Alexander identifies these properties (or qualities) of living things: levels of scale, strong centers, boundaries, alternating repetition, positive space, good shape, local symmetries, deep interlock and ambiguity, contrast, gradients, roughness, echoes, the void, simplicity and inner calm, and non separateness.

It can be easy picking to draw certain connections between certain “good” software design properties and Alexander’s list. For example, good shape, as others have pointed out can be a matter even as simple as properly indented a method. Or it can be more profound than that–leading you to break up a method into substeps and invoke helper methods, just to keep every step at a similar level of abstraction. I’m only giving you a taste to see whether you are interested in exploring these ideas further.
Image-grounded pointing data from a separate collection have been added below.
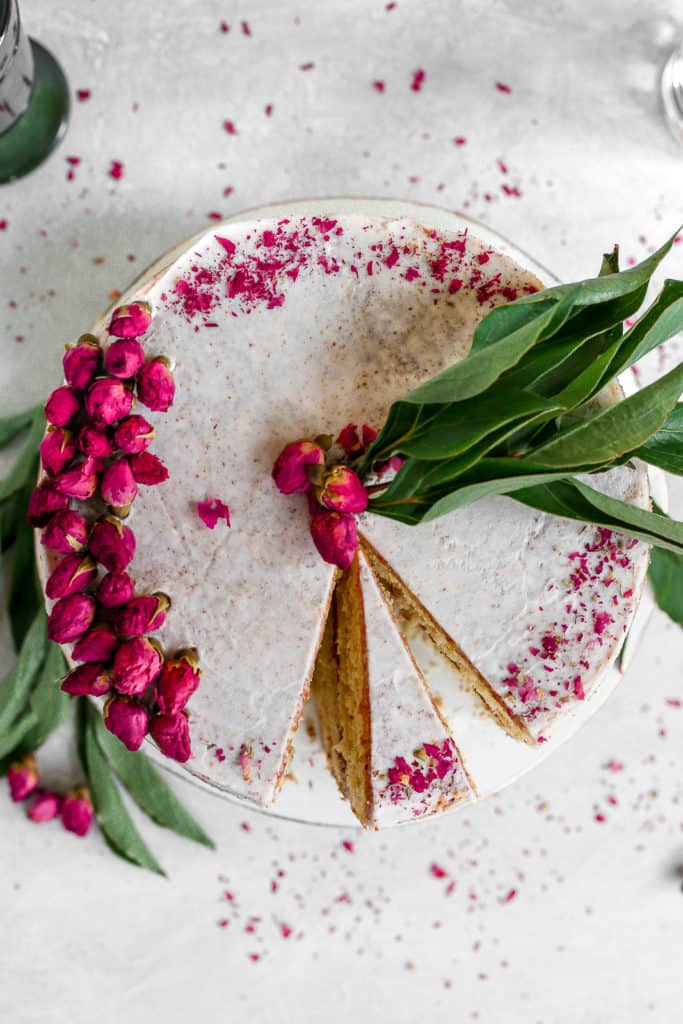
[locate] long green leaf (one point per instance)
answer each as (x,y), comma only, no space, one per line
(147,787)
(115,821)
(16,685)
(614,430)
(666,574)
(10,426)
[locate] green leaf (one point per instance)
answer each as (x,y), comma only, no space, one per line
(10,426)
(575,500)
(614,430)
(16,684)
(147,787)
(666,448)
(115,821)
(11,738)
(666,574)
(25,468)
(48,702)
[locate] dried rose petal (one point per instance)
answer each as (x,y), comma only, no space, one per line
(81,361)
(335,535)
(80,481)
(112,544)
(171,734)
(136,665)
(44,502)
(342,491)
(23,777)
(88,680)
(178,680)
(118,487)
(124,357)
(211,511)
(61,407)
(56,450)
(142,614)
(156,387)
(67,531)
(289,470)
(94,442)
(147,469)
(115,589)
(71,617)
(71,576)
(108,400)
(130,321)
(44,807)
(133,434)
(128,720)
(77,811)
(98,644)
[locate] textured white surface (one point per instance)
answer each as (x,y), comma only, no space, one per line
(593,932)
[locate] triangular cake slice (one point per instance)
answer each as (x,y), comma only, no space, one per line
(531,609)
(386,742)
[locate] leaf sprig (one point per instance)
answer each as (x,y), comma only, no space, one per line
(524,412)
(33,706)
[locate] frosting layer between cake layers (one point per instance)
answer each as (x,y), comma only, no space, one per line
(278,330)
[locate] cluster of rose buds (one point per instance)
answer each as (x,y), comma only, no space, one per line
(335,494)
(75,808)
(95,445)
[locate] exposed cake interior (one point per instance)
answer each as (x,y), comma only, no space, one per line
(409,608)
(341,693)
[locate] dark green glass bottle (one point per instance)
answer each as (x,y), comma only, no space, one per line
(34,98)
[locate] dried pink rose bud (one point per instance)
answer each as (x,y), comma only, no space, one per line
(115,589)
(142,614)
(81,361)
(112,544)
(336,538)
(108,400)
(133,434)
(61,407)
(147,469)
(77,811)
(178,680)
(342,491)
(118,487)
(44,807)
(136,665)
(128,720)
(67,531)
(44,502)
(124,357)
(171,734)
(23,777)
(56,450)
(130,321)
(80,481)
(71,617)
(94,442)
(98,644)
(88,680)
(72,574)
(289,470)
(156,387)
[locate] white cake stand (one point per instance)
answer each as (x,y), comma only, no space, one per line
(494,760)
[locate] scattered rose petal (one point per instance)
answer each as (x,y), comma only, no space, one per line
(211,511)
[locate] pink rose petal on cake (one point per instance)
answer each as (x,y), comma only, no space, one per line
(211,510)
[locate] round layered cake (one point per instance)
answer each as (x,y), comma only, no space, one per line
(292,328)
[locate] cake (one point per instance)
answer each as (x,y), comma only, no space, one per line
(293,328)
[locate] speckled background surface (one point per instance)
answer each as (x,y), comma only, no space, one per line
(558,901)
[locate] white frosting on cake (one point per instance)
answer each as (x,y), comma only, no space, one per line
(278,330)
(408,781)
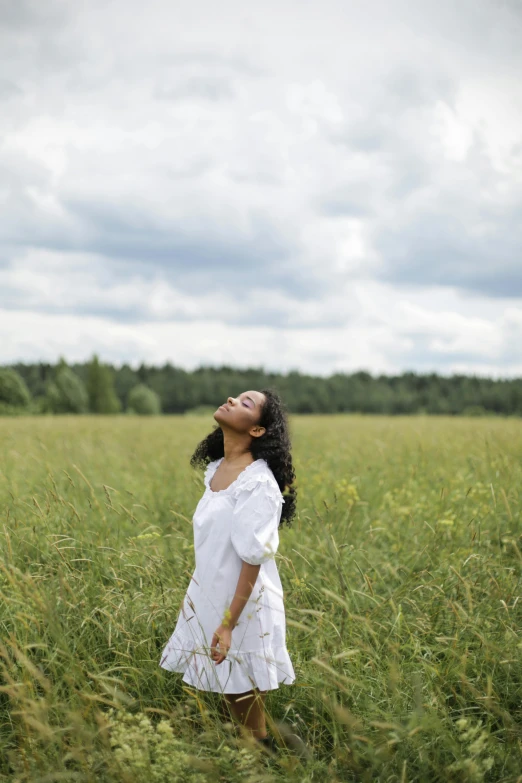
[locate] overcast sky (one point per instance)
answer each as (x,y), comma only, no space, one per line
(325,186)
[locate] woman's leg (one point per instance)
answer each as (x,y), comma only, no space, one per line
(249,710)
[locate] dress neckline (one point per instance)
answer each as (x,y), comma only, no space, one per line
(219,491)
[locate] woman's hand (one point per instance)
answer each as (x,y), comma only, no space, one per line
(221,642)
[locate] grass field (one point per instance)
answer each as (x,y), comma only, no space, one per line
(402,580)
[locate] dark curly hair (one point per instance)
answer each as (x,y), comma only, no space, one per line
(273,446)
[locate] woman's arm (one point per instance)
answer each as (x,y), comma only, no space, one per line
(245,585)
(223,635)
If you are, read my column, and also take a look at the C++ Report article by Jim Coplien on Space: The Final Frontier, which introduces Alexander’s notion of centers and how they relate to software structure, and peruse several very good blog entries by Regis Medina.

And if you are interested in exploring these ideas further, perhaps by taking a deep look into working code or frameworks or software that you consider to be particularly alive (or not)… let me know. I am considering finding a venue where software developers and designers and philosophers could concretely explore Alexander’s properties more thoroughly. I am not just satisfied to make those simple, easy connections and call it good. I want to challenge our best designs and see whether Alexander’s properties really do apply (or if we have some other properties that are more relevant).